Looking fresh... The NX1 Nexa3D resin printer that is selling for almost half the price (via Nexa3D)
Just when you think the ‘prosumer’ 3D printing trend will diminish, it just gets better… or perhaps just different. This new gadget, called the NX1 by Nexa3D, is set to hit the market in March 2016 will be the fastest 3D printer on the market – boasting a speed of only one minute for each cm at the highest resolution. This is the equivalent to at least 25 times faster than the fastest 3D printers on the market. Their website demonstrates them creating 1 inch high, 3D objects in about 3 mins at resolutions of about 120 microns. It’s certainly very different than the usual hours of waiting for a conventional 3D printer… however it is also more expensive.

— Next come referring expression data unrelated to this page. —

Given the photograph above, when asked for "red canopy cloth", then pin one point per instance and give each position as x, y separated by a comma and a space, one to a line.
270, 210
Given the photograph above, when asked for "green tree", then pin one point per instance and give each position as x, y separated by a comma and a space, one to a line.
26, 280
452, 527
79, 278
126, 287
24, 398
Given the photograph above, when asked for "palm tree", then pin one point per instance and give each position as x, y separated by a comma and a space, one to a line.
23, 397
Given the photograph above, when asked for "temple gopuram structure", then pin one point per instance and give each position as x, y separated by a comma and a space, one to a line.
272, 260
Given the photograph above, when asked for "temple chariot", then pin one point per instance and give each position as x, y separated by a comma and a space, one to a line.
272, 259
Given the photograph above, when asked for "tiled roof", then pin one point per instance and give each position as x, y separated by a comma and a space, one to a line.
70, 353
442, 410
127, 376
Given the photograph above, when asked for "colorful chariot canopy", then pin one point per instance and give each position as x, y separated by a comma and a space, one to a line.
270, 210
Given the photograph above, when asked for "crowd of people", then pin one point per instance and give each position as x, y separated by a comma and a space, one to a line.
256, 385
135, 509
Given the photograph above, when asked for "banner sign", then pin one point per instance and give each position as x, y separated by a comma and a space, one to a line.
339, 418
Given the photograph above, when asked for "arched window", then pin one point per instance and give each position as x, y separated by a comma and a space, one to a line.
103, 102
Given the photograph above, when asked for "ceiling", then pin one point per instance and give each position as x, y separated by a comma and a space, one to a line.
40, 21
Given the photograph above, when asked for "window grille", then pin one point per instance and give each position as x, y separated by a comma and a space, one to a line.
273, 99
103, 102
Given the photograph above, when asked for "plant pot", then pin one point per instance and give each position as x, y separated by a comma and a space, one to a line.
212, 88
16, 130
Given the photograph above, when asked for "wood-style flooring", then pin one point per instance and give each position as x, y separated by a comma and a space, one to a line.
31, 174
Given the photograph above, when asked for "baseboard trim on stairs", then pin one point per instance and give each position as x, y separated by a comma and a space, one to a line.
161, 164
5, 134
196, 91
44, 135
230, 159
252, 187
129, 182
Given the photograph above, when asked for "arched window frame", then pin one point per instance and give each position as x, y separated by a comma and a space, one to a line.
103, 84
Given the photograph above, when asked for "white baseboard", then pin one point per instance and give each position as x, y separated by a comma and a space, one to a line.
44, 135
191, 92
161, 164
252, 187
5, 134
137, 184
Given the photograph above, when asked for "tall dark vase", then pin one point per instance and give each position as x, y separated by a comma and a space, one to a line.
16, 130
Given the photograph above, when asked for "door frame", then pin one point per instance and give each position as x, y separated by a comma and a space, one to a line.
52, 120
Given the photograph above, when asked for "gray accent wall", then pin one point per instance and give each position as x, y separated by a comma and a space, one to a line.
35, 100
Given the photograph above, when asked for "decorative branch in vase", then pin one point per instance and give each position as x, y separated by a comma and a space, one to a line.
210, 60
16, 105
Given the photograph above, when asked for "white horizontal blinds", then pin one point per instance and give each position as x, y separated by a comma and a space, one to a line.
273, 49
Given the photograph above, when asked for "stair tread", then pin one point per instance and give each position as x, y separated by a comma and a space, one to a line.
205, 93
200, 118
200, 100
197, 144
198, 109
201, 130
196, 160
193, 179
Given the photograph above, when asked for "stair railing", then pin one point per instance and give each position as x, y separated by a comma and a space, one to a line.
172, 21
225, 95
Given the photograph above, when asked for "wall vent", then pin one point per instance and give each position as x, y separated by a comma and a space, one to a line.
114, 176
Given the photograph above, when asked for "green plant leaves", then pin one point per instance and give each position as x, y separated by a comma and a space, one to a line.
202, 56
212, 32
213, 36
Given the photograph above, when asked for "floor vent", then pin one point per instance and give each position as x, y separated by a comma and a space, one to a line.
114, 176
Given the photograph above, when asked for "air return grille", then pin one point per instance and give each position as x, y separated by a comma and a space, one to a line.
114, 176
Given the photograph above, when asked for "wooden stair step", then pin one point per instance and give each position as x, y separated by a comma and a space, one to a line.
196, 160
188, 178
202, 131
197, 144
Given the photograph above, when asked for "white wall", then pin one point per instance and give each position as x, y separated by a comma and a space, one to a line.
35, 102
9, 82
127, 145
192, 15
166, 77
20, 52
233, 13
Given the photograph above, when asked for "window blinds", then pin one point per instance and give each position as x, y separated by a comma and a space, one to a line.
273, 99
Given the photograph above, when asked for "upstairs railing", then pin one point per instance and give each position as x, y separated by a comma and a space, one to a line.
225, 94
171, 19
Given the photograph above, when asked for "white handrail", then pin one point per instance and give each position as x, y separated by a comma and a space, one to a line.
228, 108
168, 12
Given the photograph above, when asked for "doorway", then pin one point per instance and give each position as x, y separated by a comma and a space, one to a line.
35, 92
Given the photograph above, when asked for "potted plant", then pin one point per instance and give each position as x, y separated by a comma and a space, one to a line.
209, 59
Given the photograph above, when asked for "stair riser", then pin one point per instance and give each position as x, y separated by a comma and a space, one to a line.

It works using a hybrid, resin tank technology that uses light to harden special resin that is slowly extruded from the tank while mechanical arms move the object around – instead of an extrusion hose applying each layer. However, the NX1 does both by depositing resin in layers if the object size become too large. The printer has photo-curing resin in specialized cartridges that are changed in the similar way you would change a toner cartridge on a laser printer. It is also supposed to be self-cleaning and has a unibody construction that should hopefully avoid messy mishaps. It also automatically refills the cartridge with any unused resin.

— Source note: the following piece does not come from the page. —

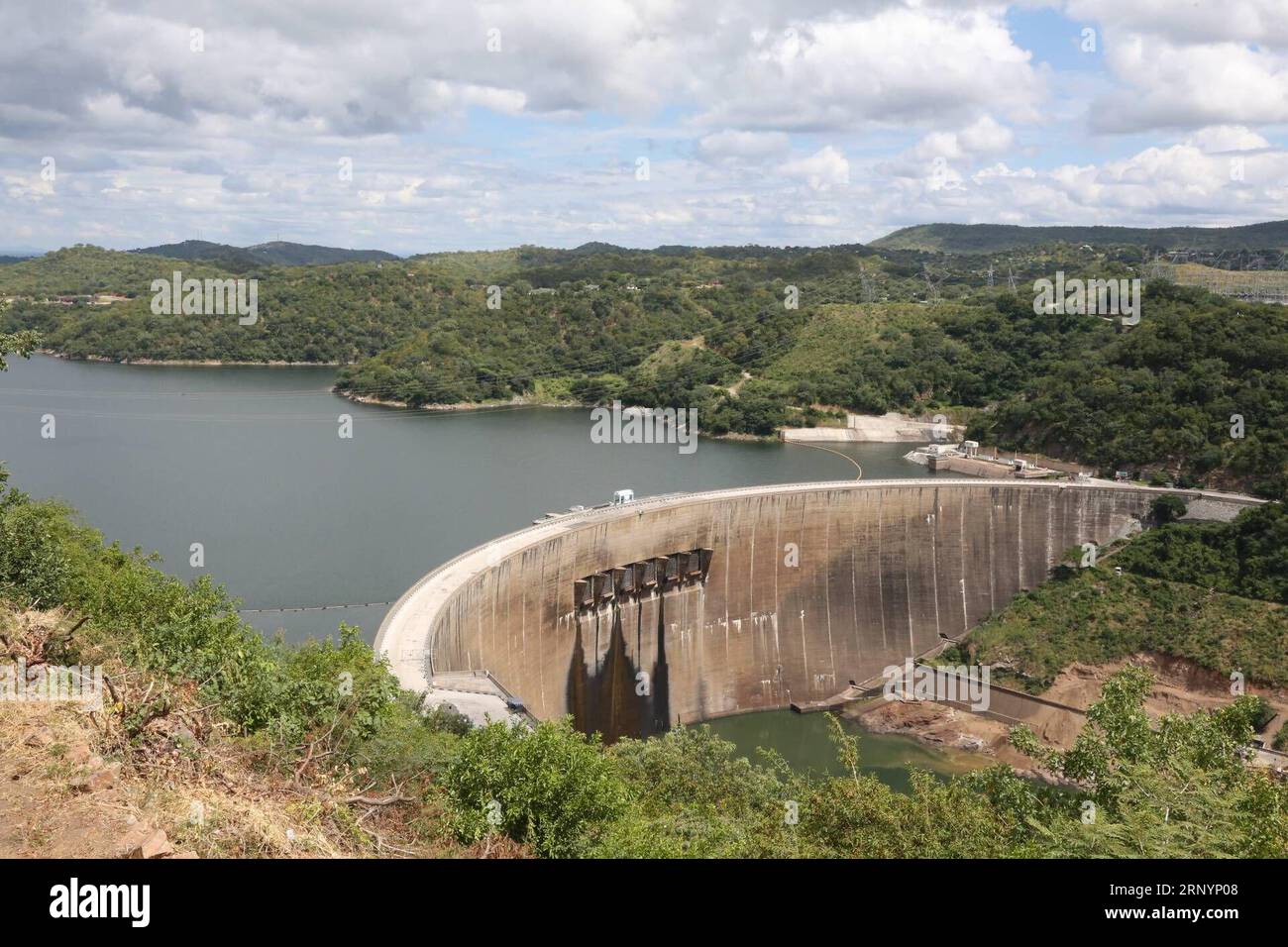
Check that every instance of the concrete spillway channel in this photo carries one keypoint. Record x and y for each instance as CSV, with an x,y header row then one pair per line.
x,y
694,605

The NX1 can be pre-ordered now on their website (www.nexa3d.com) for €1,599. A pack of 3 resin cartridges and 3 self-lubricating films can be purchased for €300 with free shipping. There is no word on what the price will go up to after pre-ordering closes, but it was suspected to retail at $1,850. While this is not as cheap as a Makerbot, it is surprisingly cheaper than a similar Morpheus 3D printer that recently got funded on Kickstarter. This machine cost early birds a whopping $3,800! The Morpheus shipped out last month, so hopefully happy recipients will have had time to play with their new toy.
In addition to requiring resin cartridges, it also requires lubricating film that self-lubricate each sublayer so that your creation doesn’t stick to the build platform. This is what Nexa3D calls their, LSPc technology. The company said that they tested their printer for 500 hours so they are confident that it should work as expected. For now, it seems like the race is on for the next superfast printer. It also seems like what is new for today, is already obsolete as Morpheus 3D printer purchasers may be regretting not holding out for this deal… or the inevitable next deal.
The nice thing about the NX1 is that it has Bluetooth and WiFi built-in and already has apps that allow you to design and print from your phone, tablet, or laptop. It also seems to have less moving parts than most 3D printers, which could theoretically mean less opportunities for it to break down – but who knows. I kind of wonder who has the extra time and money to make good enough use of a 3D printer anyway. I suppose the other strange upside to this is that as newer 3D printers get released, you’ll be able to buy an old-gen 3D printer for the price of a Kindle.